The Human Speechome Project is an effort to observe and computationally model the longitudinal course of language development for a single child at an unprecedented scale. We are collecting audio and video recordings for the first three years of one child’s life, in its near entirety, as it unfolds in the child’s home. A network of ceiling-mounted video cameras and microphones are generating approximately 300 gigabytes of observational data each day from the home. One of the worlds largest single-volume disk arrays is under construction to house approximately 400,000 hours of audio and video recordings that will accumulate over the three year study. To analyze the massive data set, we are developing new data mining technologies to help human analysts rapidly annotate and transcribe recordings using semi-automatic methods, and to detect and visualize salient patterns of behavior and interaction. To make sense of large-scale patterns that span across months or even years of observations, we are developing computational models of language acquisition that are able to learn from the childs experiential record.
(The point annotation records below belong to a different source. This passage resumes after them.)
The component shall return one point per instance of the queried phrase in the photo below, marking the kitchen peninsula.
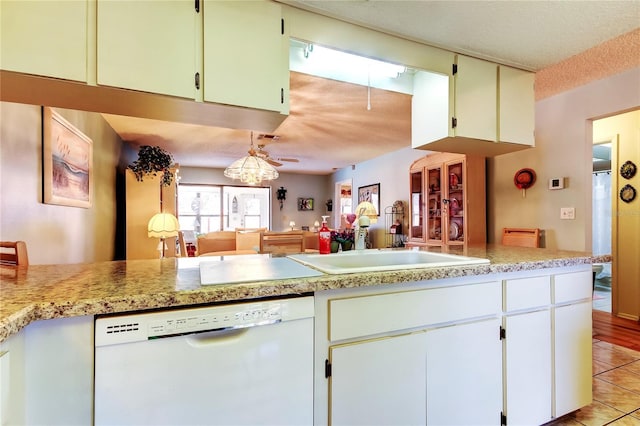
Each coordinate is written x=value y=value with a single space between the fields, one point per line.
x=504 y=294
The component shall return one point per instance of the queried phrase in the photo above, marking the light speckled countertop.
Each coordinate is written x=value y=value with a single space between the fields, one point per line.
x=40 y=292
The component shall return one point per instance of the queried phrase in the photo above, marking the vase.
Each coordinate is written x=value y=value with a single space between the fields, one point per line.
x=347 y=245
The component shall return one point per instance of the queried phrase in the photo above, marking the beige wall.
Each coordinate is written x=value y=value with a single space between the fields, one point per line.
x=624 y=130
x=563 y=149
x=55 y=234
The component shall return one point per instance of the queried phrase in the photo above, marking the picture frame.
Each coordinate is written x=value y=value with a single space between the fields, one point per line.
x=67 y=157
x=370 y=193
x=305 y=204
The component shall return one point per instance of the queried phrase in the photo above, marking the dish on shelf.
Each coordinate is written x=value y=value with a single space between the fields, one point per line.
x=454 y=231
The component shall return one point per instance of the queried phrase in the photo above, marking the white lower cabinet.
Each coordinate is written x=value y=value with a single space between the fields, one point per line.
x=572 y=357
x=572 y=341
x=379 y=382
x=464 y=380
x=423 y=356
x=445 y=376
x=49 y=380
x=527 y=366
x=515 y=351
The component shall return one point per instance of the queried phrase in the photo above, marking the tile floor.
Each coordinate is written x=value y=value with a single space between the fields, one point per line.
x=616 y=389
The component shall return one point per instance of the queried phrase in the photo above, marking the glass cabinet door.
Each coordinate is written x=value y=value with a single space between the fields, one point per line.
x=417 y=210
x=434 y=204
x=455 y=202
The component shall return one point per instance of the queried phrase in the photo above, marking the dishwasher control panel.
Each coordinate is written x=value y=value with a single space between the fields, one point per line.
x=138 y=327
x=220 y=319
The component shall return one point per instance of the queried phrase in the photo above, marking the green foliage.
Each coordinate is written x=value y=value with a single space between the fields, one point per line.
x=151 y=161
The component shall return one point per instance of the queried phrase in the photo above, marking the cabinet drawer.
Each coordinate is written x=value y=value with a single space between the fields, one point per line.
x=527 y=293
x=383 y=313
x=572 y=286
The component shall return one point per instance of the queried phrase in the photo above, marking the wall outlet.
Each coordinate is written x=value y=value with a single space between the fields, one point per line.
x=567 y=213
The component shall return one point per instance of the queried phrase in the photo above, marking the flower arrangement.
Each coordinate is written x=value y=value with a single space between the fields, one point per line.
x=343 y=236
x=151 y=161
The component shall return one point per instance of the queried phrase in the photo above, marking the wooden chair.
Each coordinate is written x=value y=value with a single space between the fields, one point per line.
x=282 y=242
x=521 y=237
x=187 y=237
x=13 y=253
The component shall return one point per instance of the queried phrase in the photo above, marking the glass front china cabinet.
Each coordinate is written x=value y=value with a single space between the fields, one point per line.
x=448 y=206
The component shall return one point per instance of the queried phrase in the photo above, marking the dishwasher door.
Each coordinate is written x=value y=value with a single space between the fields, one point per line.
x=254 y=366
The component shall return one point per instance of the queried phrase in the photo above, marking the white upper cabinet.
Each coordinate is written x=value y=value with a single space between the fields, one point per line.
x=47 y=38
x=516 y=104
x=148 y=46
x=481 y=108
x=246 y=54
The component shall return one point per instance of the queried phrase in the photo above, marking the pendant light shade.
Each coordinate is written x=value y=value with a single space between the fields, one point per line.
x=251 y=169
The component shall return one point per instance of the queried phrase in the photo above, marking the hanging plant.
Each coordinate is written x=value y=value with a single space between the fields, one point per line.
x=151 y=161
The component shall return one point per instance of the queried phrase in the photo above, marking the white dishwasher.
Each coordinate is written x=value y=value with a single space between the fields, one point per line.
x=237 y=364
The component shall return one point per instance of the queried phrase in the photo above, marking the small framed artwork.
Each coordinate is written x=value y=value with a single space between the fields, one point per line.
x=370 y=193
x=67 y=156
x=305 y=203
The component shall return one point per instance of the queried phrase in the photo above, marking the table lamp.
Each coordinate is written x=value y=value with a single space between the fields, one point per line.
x=163 y=225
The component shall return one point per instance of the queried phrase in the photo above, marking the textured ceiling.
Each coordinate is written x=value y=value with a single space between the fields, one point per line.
x=526 y=34
x=329 y=126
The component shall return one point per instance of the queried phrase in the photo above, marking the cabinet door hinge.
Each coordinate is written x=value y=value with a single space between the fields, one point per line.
x=327 y=368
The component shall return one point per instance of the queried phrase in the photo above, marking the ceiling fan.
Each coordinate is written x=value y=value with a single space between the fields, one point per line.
x=273 y=161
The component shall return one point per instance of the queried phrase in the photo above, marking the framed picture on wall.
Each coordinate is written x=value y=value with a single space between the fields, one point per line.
x=370 y=193
x=67 y=157
x=305 y=203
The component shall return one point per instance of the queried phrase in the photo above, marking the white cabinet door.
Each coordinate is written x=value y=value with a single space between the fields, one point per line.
x=528 y=368
x=59 y=371
x=245 y=54
x=44 y=38
x=430 y=109
x=516 y=105
x=464 y=374
x=475 y=104
x=379 y=382
x=572 y=357
x=148 y=46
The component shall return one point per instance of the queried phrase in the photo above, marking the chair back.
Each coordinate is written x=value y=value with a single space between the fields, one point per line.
x=282 y=242
x=13 y=253
x=521 y=237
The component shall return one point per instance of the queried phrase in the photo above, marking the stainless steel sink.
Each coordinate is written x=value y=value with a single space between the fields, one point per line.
x=382 y=260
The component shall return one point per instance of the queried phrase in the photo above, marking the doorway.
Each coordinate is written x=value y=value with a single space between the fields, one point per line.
x=601 y=222
x=344 y=204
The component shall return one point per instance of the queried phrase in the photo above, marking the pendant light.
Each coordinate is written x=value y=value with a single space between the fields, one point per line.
x=251 y=169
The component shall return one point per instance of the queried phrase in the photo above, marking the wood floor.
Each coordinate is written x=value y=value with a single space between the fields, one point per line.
x=619 y=331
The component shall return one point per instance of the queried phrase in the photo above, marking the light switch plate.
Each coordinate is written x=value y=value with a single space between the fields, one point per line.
x=567 y=213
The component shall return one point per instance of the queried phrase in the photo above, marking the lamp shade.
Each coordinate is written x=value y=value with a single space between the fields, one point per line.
x=163 y=225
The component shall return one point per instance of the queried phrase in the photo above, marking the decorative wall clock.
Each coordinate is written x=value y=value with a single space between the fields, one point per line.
x=628 y=170
x=627 y=193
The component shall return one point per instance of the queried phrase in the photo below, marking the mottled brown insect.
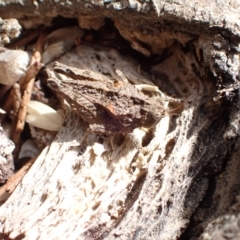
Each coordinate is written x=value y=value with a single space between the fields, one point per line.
x=108 y=106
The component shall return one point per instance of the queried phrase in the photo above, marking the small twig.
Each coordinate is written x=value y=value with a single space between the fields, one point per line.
x=27 y=86
x=7 y=189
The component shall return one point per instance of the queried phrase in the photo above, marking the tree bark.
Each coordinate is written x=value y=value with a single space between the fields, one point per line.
x=184 y=175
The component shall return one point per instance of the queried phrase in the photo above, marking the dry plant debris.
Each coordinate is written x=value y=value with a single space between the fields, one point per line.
x=137 y=182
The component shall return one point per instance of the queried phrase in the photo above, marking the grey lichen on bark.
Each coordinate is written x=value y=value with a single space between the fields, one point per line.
x=110 y=188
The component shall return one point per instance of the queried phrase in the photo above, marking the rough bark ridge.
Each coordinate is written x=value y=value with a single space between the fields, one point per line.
x=111 y=188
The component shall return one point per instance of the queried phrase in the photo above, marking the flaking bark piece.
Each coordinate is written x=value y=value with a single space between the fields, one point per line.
x=6 y=158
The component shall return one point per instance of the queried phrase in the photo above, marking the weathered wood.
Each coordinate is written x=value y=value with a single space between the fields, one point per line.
x=107 y=187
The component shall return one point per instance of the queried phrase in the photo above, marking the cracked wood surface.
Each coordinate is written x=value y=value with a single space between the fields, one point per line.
x=108 y=188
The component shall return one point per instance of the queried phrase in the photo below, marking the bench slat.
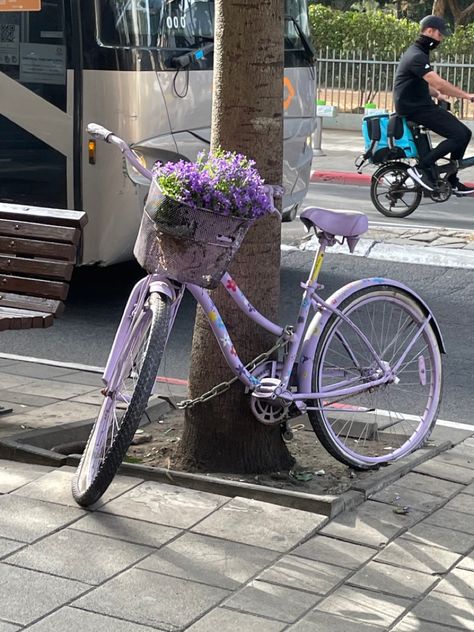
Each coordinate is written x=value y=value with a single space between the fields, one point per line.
x=34 y=287
x=13 y=228
x=40 y=267
x=45 y=250
x=33 y=303
x=24 y=319
x=43 y=215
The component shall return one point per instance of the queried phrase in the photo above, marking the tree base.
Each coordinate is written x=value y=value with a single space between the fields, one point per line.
x=251 y=448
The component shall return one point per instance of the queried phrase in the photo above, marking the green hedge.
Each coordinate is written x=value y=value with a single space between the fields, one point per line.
x=376 y=33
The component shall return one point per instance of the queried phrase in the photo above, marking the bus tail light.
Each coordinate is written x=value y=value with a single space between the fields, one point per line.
x=92 y=150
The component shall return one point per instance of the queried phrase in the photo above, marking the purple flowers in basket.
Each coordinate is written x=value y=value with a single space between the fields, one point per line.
x=223 y=182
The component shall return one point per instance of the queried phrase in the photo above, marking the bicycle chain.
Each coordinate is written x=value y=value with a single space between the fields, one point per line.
x=224 y=386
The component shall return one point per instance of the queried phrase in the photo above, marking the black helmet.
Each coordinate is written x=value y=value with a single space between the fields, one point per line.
x=435 y=22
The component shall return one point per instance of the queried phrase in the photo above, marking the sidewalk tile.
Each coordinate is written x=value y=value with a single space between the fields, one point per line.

By creating and evaluating machine learning systems that step into the shoes of the child and sequentially process long stretches of perceptual experience, we will investigate possible language learning strategies used by children with an emphasis on early word learning.

Pp. 192-196

Unify and Merge in Fluid Construction Grammar

Luc Steels; Joachim De Beule

Research into the evolution of grammar requires that we employ formalisms and processing mechanisms that are powerful enough to handle features found in human natural languages. But the formalism needs to have some additional properties compared to those used in other linguistics research that are specifically relevant for handling the emergence and progressive co-ordination of grammars in a population of agents. This document introduces Fluid Construction Grammar, a formalism with associated parsing, production, and learning processes designed for language evolution research. The present paper focuses on a formal definition of the unification and merging algorithms used in Fluid Construction Grammar. The complexity and soundness of the algorithms and their relation to unification in logic programming and other unification-based grammar formalisms are discussed.

Pp. 197-223

Utility for Communicability by Profit and Cost of Agreement

Ryuichi Matoba; Makoto Nakamura; Satoshi Tojo

The inflection of words based on agreement, such as number, gender and case, is considered to contribute to clarify the dependency between words in a sentence. Our purpose in this study is to investigate the efficiency of word inflections with HPSG (Head–driven Phrase Structure Grammar), which is able to deal with these features directly. Using a notion of utility, we measure the efficiency of a grammar in terms of the balance between the number of semantic structures of a sentence, and the cost of agreement according to the number of unification processes. In our experiments, we showed how these were balanced in two different corpora. One, WSJ (Wall Street Journal), includes long and complicated sentences, while the other corpus, ATIS (Air Travel Information System) does shorter colloquial sentences. In the both corpora, agreement is surely important to reduce ambiguity. However, the importance of agreement in the ATIS corpus became salient as personal pronouns were so often employed in it, compared with the WSJ corpus.